I see a 200 in both Safari and Chrome, but the result is Carnivore - the target of the redirect. I believe the browser just follows the redirect by default and not shows it. Or am I supposed to see something else there?

The result that @SBisson is seeing is coming from Varnish:

age: 74298
etag: W/"932739206/80397760-3471-11ea-aa69-9fd8dec7efad"
x-cache: cp1089 hit, cp1083 hit/41

Neither of us seem to be able to reproduce due to our geographic location, as my requests are routed to a different data center.

The revision ID you're seeing 932739206 belongs to Carnivore article. I guess there were some renaming/moving of the article and the Varnish purge got lost.
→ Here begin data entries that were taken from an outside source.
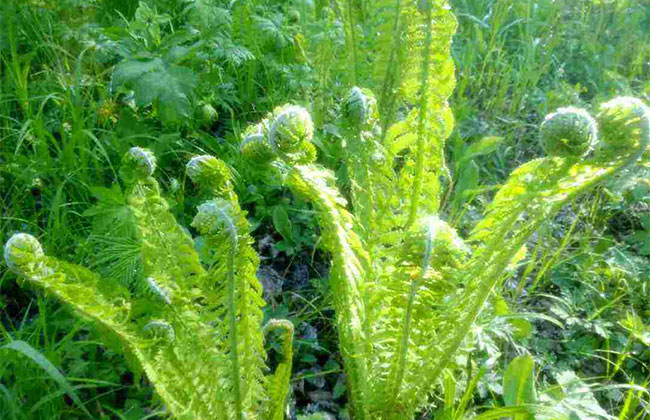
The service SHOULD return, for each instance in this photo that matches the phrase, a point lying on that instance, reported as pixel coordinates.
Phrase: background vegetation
(84, 81)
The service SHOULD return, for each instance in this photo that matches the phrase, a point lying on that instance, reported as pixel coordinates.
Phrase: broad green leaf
(482, 147)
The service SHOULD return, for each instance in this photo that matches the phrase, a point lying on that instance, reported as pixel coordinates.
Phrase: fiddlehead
(278, 385)
(172, 323)
(349, 260)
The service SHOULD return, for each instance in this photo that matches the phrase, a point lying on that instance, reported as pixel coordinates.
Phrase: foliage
(191, 329)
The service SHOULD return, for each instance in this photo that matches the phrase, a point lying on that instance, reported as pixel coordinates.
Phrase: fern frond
(110, 308)
(347, 273)
(279, 384)
(317, 185)
(195, 332)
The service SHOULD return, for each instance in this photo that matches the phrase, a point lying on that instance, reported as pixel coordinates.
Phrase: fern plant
(407, 294)
(192, 324)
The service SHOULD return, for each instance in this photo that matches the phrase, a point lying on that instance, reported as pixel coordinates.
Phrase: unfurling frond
(568, 132)
(278, 384)
(196, 332)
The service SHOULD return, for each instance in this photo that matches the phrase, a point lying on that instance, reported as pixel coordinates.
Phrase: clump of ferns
(407, 294)
(194, 327)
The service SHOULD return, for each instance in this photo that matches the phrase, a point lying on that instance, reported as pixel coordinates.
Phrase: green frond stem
(279, 385)
(388, 98)
(398, 368)
(347, 274)
(105, 305)
(349, 22)
(231, 279)
(538, 189)
(167, 250)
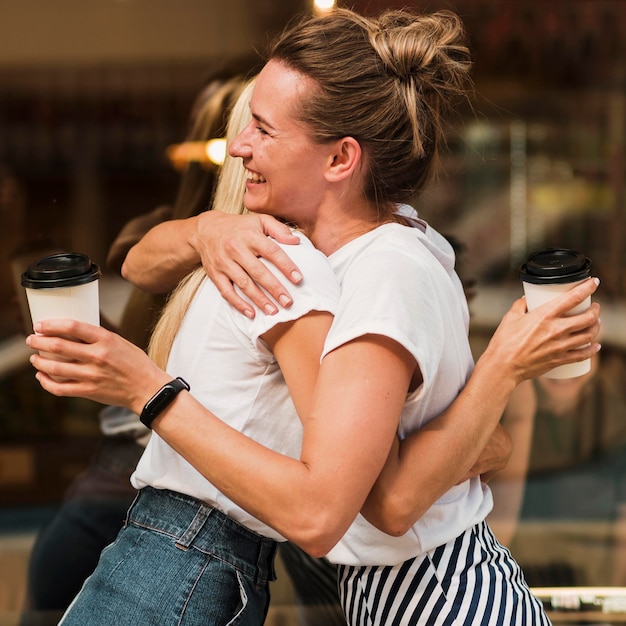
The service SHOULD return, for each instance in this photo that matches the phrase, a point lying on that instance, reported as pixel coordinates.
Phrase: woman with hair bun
(346, 119)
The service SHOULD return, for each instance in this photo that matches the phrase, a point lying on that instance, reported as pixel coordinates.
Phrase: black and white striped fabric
(472, 581)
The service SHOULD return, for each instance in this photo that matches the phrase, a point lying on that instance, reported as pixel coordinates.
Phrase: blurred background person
(67, 550)
(567, 477)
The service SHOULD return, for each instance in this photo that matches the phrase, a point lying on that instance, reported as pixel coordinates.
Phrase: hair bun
(431, 47)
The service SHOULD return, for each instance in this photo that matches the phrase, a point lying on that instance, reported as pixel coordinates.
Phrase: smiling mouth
(253, 177)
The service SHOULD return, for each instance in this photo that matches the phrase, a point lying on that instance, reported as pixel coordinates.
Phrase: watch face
(161, 400)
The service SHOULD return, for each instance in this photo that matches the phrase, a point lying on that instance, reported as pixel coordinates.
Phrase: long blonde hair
(228, 198)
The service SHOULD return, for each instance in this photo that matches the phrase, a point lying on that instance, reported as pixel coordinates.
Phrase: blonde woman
(345, 125)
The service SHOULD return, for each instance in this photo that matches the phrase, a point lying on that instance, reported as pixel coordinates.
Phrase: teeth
(255, 178)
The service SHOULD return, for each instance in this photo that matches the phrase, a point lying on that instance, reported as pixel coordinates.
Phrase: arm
(227, 245)
(430, 461)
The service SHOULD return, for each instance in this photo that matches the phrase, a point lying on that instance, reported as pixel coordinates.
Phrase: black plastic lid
(555, 266)
(66, 269)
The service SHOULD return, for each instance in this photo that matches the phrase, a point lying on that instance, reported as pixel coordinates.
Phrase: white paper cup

Strange, before for me Carnivorous redirected with a 302 to Carnivore and now it is a 200 with type no-extract.

What about https://en.wikipedia.org/api/rest_v1/page/summary/Domesticated?

SBisson raised the priority of this task from Medium to High.Jul 28 2020, 2:54 PM

This is happening to me again on the Wikipedia-Preview project. The redirects are not being processed from CORS requests.

Are we making the requests wrong, is it RB, who can help?

https://en.wikipedia.org/api/rest_v1/page/summary/Chinko_Project

@AMooney @Pchelolo from Prod Infra side this sounds to fall on our side. Can we schedule it into Clinic Duty? Seems like a good task for knowledge transfer :) May be even for the skill matrix!

Target for this is within: Q1

https://github.com/wikimedia/restbase/pull/1272 might actually help with this - we resolve redirects internally for CORS requests because there was an issue with browsers handling them. But, we were doing it wrong, making Varnish caching layers go a little crazy. Let's see if the issue is resolved once that pull request it merged/deployed before digging more.

Coincidentally, I've been looking at this one today as well. FWIW, the only way I can reproduce the behavior with a local RESTBase is by including a Cache-Control: no-cache header on the incoming summary request, thereby short-circuiting redirect-resolving here. (Why is it skipped in the case of no-cache requests?) Is it possible that Varnish/ATS are injecting a Cache-Control: no-cache header on incoming CORS requests for some reason?

A case could be made that mobileapps should respond with 400 Bad Request if the requested title is a redirect.

MSantos assigned this task to Pchelolo.
MSantos subscribed.

I can't reproduce this error and it seems that it was fixed on the RESTBase side. I'll be bold and close this task as resolved, but please reopen it in case I'm missing something.